A landlord would be forgiven for believing that it has an absolute right to terminate a commercial tenancy without repercussion in circumstances where the tenant has failed to attend to payment of rent in accordance with the terms of its Lease. However, the equitable doctrine of relief against forfeiture is a mechanism that allows a tenant to have a lease reinstated if the tenant can establish that the rental defaults have been remedied and payment of rent made.
A recent case of Sneakerboy Retail Pty Ltd trading as Sneakerboy v Georges Properties Pty Ltd  NSWSC 996 illustrates that this relief granted to a tenant will still exist in circumstances where the tenant has shown a long history of rental defaults and delinquency in relation to payment of rent. The Court also set out a poignant summary of the principles that every landlord should be aware of when considering terminating a lease for non-payment of rent at paragraph 75 of the judgment extracted as follows:
- Where a lease is terminated for non-payment of rent, the court will generally grant relief against forfeiture.
- That is because the power in the landlord to terminate the lease by re-entry is generally regarded as being in substance a security for the rent.
- The power to relief against forfeiture will generally only be exercised on the condition that the tenant pay the outstanding rent and put the landlord in the position it would have been if there had been no default in payment of rent including that the tenant pay the landlord’s costs of the application.
- The conditions to the grant of relief may include that the tenant reinstate a bank guarantee or other security to which the landlord is entitled under the lease.
- Although it is rare for the Court to decline relief against forfeiture where the tenant is able to meet the conditions for the grant of that relief, the remedy is discretionary and not as of a right.
- The circumstances in which the Court may decline relief against forfeiture will depend upon the facts of each case, but they may include where the relief would be futile because the tenant is incapable of meeting rental payments in the future, so that a later termination by re-entry for failure to pay rent is probable.
- The Court will be disinclined to oblige a landlord to suffer the continuation of the lease to an insolvent tenant.
- However, the instances in which Courts have declined to grant relief against forfeiture show that the Courts have a strong predication towards granting the relief. This has often occurred in cases of relatively extreme doubt about the capacity of tenant to meet the rent payments into the future and where there appears to be some real benefit to the tenant in relieving against forfeiture.
- It is relevant the landlord has alternative security such as a bank guarantee that may be required to be renewed as condition of the grant of the relief.

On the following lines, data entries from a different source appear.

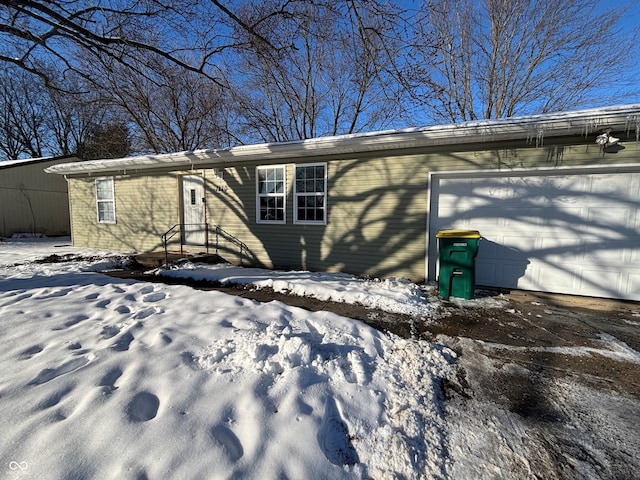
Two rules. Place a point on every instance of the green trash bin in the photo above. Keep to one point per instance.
(458, 251)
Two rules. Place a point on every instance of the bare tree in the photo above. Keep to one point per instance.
(188, 33)
(168, 109)
(330, 82)
(499, 58)
(109, 140)
(24, 108)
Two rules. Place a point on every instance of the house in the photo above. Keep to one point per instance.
(30, 200)
(556, 198)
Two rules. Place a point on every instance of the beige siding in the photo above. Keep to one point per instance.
(146, 207)
(32, 201)
(377, 206)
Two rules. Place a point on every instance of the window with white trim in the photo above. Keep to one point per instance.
(271, 194)
(310, 194)
(105, 200)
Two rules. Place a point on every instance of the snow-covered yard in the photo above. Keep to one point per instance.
(107, 378)
(110, 378)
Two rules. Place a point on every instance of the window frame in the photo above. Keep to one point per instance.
(282, 195)
(324, 194)
(111, 200)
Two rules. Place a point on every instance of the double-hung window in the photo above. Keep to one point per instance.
(310, 194)
(271, 194)
(105, 200)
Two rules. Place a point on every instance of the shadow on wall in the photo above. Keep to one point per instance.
(499, 265)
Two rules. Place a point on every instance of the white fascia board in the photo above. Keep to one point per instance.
(581, 122)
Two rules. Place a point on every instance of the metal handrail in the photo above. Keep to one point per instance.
(178, 228)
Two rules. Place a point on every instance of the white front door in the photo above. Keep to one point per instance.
(193, 210)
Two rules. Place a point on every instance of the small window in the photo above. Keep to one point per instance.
(105, 200)
(270, 193)
(310, 194)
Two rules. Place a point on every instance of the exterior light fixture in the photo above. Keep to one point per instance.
(606, 140)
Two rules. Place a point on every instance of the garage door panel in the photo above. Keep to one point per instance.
(575, 233)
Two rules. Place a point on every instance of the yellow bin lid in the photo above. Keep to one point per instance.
(458, 234)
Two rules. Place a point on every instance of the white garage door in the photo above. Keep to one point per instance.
(567, 231)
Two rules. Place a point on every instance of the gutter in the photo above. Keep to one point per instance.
(533, 128)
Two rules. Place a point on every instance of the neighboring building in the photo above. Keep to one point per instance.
(558, 211)
(31, 201)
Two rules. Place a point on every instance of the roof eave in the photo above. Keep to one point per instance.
(548, 125)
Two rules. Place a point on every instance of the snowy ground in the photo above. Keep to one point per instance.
(109, 378)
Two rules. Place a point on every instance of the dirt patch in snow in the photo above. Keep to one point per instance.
(560, 373)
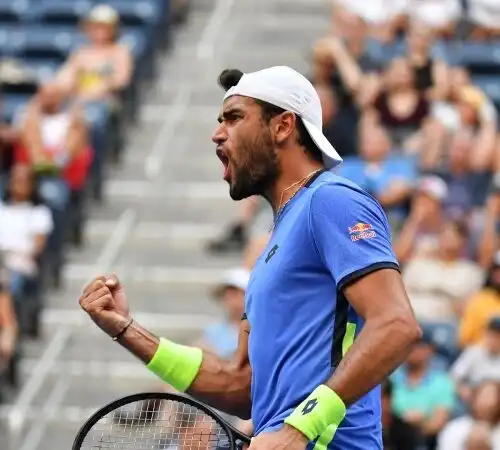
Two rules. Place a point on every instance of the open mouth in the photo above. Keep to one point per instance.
(225, 162)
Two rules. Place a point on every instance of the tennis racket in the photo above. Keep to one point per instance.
(154, 421)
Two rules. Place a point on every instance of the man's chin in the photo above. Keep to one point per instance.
(237, 194)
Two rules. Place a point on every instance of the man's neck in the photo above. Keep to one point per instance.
(291, 180)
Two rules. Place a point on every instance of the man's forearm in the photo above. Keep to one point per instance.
(378, 350)
(219, 383)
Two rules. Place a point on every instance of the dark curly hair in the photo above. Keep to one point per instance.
(231, 77)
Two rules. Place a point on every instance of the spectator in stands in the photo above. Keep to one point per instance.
(383, 18)
(419, 235)
(8, 334)
(236, 236)
(341, 135)
(439, 15)
(431, 73)
(484, 409)
(483, 17)
(9, 135)
(390, 178)
(439, 284)
(352, 74)
(481, 308)
(25, 225)
(468, 109)
(424, 396)
(398, 105)
(489, 245)
(397, 434)
(53, 140)
(479, 362)
(97, 73)
(458, 176)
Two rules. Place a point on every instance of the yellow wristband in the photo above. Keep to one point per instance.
(321, 410)
(176, 364)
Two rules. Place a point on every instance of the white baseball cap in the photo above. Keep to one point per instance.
(103, 14)
(286, 88)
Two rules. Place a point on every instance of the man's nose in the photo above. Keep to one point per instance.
(219, 136)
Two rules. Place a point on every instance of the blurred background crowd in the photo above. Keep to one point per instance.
(410, 92)
(71, 77)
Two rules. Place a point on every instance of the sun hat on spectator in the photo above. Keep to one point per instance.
(103, 14)
(286, 88)
(235, 278)
(434, 187)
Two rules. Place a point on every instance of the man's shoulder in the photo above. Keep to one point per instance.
(336, 185)
(337, 191)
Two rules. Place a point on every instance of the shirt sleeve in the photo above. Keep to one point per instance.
(351, 233)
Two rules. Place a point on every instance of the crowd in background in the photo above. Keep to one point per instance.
(57, 134)
(402, 85)
(412, 110)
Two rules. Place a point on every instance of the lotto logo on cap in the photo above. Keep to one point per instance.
(362, 231)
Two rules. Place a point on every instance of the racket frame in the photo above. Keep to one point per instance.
(233, 434)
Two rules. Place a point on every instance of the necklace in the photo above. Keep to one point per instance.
(282, 205)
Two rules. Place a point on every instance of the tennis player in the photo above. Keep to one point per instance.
(326, 316)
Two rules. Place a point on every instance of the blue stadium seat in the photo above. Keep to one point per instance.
(137, 13)
(141, 13)
(41, 42)
(62, 12)
(12, 105)
(490, 85)
(13, 12)
(42, 69)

- The Courts can often be liberal in granting relief against forfeiture because, even though inconvenient to the landlord, the relief does not necessarily finally determine the issue, as the landlord will have a further right to terminate the lease by re-entry if there are later failures to pay the rent. In that case the courts may be less sympathetic to a further application for relief against forfeiture than was the case on the original application.